The early years. . .

According to the official WordPress Codex, WordPress is the official successor to a blogging tool developed by French programmer Michel Valdrighi named b2/cafelog, which launched in 2001. In 2002 Valdrighi stopped developing b2, which in another world could have been where the story ends, however in January 2003 Matt Mullenweg, a university freshman who was using the b2 blogging software to post photos he was taking on a trip to Washington D.C., wrote on his blog that he’d be willing to create a fork of the project, which, together with a guy named Mike Little (who now runs a web development company named Zed1), is exactly what he did.

Mullenweg and Little released the first version of WordPress in May 2003.

WordPress v0.7.1 (gold) Front-end Screenshot

Others soon joined Mullenweg and Little, including the originator of b2, Valdrighi. In April 2004, along with fellow developer Dougal Campbell, the then WordPress team launched a hub for notifying blog search engines of new blog posts/updates, named Ping-O-Matic. The following month, a principal competitor of WordPress, named Movable Type, announced a radical change to their pricing structure, thereby adding significant fuel to the WordPress fire by driving thousands of Moveable Type customers their way.

Plugins, themes, widgets and more

The first version of WordPress to support plugins (independently developed programs through which new functions/capabilities can be added) was version 1.2, released in May 2004, and in February 2005 they added themes (a set of files that draw upon the functions/capabilities of the WordPress back-end to essentially create the visible front-end layout and design of the site), many of which were (and still are) created by WordPress users.

According to Mullenweg’s Wikipedia page, version 1.5, released in February 2005, received over 900,000 downloads.

Released in 2007, version 2.1 brought a new user interface, auto save and spell checking.

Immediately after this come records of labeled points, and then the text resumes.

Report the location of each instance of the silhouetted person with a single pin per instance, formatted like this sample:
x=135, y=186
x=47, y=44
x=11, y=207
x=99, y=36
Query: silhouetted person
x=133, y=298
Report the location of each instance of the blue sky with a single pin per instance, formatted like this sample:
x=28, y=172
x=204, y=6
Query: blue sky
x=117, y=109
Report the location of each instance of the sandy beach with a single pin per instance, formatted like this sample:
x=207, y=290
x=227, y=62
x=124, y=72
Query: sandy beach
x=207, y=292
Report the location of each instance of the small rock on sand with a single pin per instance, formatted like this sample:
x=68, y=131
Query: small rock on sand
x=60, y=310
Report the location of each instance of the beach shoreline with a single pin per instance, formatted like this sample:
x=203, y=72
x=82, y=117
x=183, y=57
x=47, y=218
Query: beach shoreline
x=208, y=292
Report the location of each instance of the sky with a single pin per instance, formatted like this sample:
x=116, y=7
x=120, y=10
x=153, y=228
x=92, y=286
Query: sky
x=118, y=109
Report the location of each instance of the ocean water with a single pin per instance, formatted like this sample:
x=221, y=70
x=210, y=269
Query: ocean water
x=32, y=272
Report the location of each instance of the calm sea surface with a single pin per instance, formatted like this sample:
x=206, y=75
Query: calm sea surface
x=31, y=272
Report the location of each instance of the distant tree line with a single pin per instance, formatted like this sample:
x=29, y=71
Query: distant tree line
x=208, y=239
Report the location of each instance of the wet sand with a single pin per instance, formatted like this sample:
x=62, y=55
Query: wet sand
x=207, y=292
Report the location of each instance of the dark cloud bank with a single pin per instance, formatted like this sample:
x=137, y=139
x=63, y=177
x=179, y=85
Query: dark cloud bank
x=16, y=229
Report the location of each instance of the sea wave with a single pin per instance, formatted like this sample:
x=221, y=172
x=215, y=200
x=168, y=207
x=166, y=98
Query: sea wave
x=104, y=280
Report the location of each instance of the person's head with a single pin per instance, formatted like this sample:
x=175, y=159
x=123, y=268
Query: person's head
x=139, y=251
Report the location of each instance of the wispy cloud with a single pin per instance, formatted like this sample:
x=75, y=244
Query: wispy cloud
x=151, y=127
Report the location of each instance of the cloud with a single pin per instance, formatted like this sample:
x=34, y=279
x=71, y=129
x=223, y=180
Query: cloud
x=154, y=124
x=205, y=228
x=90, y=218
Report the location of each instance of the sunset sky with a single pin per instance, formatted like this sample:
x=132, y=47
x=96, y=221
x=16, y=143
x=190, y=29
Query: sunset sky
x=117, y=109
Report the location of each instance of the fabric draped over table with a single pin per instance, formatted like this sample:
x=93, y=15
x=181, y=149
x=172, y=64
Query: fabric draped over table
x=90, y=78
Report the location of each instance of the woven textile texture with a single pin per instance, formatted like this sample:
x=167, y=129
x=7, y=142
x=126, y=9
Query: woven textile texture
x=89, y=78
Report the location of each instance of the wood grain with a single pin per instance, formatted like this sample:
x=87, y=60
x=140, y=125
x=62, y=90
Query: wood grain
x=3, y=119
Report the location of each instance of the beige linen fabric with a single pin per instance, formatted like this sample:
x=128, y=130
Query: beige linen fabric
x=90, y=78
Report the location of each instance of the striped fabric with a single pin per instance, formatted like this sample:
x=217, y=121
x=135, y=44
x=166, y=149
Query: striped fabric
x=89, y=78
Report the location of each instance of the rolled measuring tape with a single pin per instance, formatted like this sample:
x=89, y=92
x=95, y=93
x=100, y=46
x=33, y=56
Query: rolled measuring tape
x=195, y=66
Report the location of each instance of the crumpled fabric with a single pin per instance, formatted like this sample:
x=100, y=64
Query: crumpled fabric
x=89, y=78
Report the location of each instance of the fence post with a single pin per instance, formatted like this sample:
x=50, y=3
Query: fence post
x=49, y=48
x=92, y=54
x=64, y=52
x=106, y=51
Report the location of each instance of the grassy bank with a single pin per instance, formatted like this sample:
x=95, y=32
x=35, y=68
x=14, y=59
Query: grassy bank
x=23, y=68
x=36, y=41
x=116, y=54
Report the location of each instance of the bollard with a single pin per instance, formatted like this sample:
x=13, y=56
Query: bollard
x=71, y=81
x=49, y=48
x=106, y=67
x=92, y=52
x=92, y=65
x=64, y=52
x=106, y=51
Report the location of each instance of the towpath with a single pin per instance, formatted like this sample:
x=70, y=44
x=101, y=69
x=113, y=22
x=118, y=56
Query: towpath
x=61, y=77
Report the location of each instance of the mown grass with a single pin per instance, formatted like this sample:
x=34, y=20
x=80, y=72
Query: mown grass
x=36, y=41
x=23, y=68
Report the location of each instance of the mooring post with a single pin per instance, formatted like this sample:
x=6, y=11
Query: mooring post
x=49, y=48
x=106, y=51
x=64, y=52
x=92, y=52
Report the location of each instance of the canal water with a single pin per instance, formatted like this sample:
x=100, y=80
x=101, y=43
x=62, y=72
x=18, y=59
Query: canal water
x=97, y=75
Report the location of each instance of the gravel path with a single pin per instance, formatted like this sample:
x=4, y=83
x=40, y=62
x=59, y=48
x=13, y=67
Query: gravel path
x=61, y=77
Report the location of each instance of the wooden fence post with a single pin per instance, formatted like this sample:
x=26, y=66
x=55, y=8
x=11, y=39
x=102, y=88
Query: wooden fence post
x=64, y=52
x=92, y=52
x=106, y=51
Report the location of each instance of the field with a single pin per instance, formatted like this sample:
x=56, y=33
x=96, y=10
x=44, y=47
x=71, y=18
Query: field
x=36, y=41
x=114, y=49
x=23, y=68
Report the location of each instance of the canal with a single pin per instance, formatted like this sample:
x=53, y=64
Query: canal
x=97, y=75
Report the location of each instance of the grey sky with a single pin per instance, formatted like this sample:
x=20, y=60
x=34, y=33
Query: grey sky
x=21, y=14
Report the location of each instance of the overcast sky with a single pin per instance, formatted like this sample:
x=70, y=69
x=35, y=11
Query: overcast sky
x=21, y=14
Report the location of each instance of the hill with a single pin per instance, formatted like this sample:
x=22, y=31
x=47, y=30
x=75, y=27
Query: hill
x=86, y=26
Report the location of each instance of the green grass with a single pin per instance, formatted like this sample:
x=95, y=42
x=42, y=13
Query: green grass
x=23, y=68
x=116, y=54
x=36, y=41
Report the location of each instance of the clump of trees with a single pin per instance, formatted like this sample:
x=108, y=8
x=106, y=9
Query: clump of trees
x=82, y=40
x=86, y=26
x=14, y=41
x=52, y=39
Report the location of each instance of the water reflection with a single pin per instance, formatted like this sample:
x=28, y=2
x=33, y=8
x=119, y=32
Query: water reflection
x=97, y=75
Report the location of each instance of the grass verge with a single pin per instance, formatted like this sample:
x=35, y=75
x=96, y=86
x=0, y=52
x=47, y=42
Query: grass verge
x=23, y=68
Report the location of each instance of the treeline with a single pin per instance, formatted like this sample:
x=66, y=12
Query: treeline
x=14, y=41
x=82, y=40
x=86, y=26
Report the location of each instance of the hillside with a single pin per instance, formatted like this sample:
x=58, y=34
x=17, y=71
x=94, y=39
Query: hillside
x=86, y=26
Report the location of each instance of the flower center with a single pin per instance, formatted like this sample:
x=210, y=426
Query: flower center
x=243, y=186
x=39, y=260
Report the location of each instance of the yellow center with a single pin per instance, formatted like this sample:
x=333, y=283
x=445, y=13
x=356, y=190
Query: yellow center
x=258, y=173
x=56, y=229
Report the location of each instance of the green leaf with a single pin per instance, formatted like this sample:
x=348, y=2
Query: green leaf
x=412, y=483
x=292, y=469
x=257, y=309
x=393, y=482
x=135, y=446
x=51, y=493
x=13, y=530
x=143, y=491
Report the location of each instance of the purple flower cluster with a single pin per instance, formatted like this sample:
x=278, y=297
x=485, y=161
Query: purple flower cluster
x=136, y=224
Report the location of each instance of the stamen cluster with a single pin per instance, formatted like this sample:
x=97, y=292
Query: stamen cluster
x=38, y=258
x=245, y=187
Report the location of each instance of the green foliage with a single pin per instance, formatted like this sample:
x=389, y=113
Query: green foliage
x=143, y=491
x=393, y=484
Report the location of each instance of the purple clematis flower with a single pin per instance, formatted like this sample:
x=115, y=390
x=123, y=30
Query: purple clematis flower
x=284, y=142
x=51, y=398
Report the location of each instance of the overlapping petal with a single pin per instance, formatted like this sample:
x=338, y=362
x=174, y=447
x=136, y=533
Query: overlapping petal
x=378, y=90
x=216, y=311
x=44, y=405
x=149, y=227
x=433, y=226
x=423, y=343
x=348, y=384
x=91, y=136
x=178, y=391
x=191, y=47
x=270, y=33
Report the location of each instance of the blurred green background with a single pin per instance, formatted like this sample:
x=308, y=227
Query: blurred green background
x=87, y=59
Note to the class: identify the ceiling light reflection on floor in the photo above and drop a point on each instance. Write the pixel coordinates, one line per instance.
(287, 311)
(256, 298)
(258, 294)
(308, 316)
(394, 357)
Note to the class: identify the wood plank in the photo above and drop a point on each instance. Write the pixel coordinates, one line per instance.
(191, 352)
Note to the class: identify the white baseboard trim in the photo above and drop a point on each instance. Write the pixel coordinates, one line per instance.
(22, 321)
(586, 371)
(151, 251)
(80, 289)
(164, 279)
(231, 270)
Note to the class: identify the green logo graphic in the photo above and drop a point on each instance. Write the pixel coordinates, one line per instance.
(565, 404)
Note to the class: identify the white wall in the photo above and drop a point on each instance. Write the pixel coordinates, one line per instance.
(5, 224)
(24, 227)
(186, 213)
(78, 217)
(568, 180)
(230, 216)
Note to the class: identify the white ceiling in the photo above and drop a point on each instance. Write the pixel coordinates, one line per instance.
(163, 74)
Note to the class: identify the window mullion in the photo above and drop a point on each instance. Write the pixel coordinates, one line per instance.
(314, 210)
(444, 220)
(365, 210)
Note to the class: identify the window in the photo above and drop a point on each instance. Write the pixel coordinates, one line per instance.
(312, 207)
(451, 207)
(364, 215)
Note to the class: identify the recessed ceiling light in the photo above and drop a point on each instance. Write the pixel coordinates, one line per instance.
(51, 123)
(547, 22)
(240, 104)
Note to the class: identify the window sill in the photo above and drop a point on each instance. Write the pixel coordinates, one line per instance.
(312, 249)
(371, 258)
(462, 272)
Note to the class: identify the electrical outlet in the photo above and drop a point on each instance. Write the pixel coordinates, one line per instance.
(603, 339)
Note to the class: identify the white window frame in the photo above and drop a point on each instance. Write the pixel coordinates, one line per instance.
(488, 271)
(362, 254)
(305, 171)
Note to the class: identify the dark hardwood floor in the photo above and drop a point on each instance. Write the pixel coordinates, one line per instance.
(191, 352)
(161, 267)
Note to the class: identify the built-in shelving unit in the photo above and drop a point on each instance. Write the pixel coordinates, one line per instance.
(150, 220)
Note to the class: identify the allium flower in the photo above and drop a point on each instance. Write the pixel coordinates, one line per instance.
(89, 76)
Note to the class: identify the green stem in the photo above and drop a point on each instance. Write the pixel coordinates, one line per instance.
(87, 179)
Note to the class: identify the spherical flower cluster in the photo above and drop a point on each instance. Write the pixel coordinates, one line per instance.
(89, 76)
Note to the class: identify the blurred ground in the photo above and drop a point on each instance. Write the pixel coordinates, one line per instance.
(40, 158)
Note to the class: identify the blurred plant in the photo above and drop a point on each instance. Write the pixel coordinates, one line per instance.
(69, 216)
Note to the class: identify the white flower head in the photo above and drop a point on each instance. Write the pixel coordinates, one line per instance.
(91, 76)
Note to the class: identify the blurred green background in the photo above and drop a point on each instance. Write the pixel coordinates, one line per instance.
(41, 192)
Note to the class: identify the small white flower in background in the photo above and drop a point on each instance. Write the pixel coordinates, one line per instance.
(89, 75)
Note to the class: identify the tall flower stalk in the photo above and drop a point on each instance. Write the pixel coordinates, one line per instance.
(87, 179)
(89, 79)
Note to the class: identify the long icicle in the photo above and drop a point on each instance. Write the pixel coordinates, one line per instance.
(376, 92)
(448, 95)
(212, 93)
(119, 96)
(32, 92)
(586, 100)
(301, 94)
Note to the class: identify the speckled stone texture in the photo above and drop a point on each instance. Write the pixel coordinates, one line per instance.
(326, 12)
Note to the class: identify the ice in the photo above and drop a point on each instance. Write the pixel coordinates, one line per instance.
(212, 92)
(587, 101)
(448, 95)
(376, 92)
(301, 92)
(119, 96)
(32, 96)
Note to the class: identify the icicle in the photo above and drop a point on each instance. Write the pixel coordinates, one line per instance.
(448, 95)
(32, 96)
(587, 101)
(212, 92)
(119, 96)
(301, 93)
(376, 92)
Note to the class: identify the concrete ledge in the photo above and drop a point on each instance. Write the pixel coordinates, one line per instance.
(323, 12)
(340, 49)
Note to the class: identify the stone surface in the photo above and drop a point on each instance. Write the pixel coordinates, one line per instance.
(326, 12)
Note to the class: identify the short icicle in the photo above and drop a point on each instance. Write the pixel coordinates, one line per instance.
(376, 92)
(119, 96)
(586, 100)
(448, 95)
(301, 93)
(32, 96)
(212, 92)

Widgets, improved atom feed various speed optimizations were soon to follow and by 2009 WordPress boasted automatic upgrades, built-in plugin installation, sticky posts, comment threading/paging/replies, as well as a new API, bulk management, and inline documentation.

Custom post types, additional custom menu management, new API’s for custom headers and custom backgrounds, were introduced in 2010, as well as the ability to manage multiple sites (a feature called MultiSite).

Since then we’ve seen posts formats, the admin bar, introductory welcome messages, feature pointers, a new theme customizer and theme previewer, a completely revamped media manager and more…

The future of WordPress?

WordPress now powers well over 17% of the top million sites, which according to All Things D, equates to over 70 million sites. So where is WordPress heading? Well, with over 13000 plugins, WordPress is already more than just a basic CMS – it’s a system capable of powering a vast array of different projects!

Matt Mullenweg: I see the future of WordPress as a web OPERATING SYSTEM

The future of WordPress? Well, the best way of trying to answer this question is perhaps by listening to Matt Mullenweg himself: “I see the future of WordPress as a web operating system”.

Limited only by the imagination of the people who use and develop it, WordPress presumably has a very, very bright future!